Matthew 6: 33-34
33But seek first his kingdom and his righteousness, and all these things will be given to you as well. 34Therefore do not worry about tomorrow, for tomorrow will worry about itself. Each day has enough trouble of its own.
I know the truth "Do not worry". I tell others the truth "Do not worry". I know it in my head "Do not worry", but alas here I am "worrying", fretting, thinking of the worst!
When it comes to my children, sometimes I feel so powerless (I know I'm not powerless, but I feel that way). Our oldest struggles with many issues. We think we are going along fine and helping him overcome, but so often we feel that we are getting now where. He is very anxious about performing period. If it is ever so slightly difficult for him, he backs out. We try to talk to him and feel like he doesn't listen. I pray with him and tell him to go to God when he feels this way and God will give him the strength to endure (Here is one of these things I should be listening to myself!) I WORRY! What does the future hold for him? Will he be O.K.? My husband has even said "where did we go wrong?", "where did we fail him?" I so want to trust that everything will be O.K., but we are not guaranteed that. God didn't say everything would turn out rosy, he did say "he has a plan". How do I give that speech to my children if I can't walk the walk myself? Are they seeing through the mask of my lack of faith, and is it effecting them?

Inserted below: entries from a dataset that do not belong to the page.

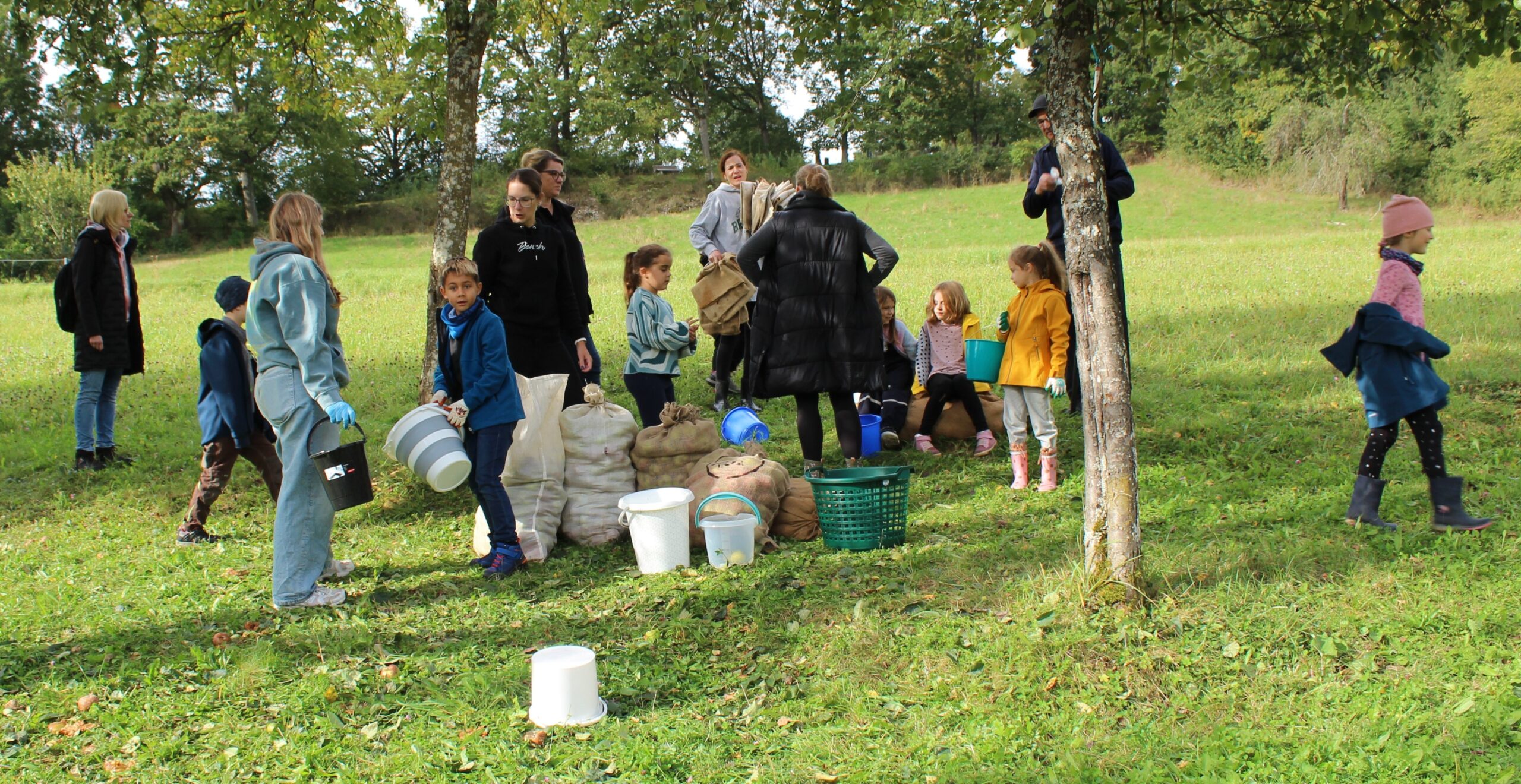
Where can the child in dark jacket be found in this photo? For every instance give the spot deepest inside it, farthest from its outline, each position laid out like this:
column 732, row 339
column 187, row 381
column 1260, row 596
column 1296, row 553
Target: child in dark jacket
column 1392, row 355
column 230, row 421
column 477, row 376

Oh the thoughts that go through my head!!! Another thing that is effecting him and so many kids today is BULLYING! I just read on the news this morning a 5th grader committed suicide because of bullying! 5TH GRADE!!! How do we stop this from happening? I know that Jeremiah is bullied often, and I feel powerless (again) to help him. I have wanted to offer my services to school to monitor the halls, but Jeremiah said that would make it worst for him. Why are children today so mean?! How do you protect your children and help them through without taking the road of this 5th grader? His mother even went to the school. It didn't help!
I don't know what I'm looking for: advice, prayer, wisdom, a good kick in the pants for my lack of faith? You name it, I'll take it! Thanks for letting me vent! I have a great kid! He is really wonderful! I just wish he could see that too!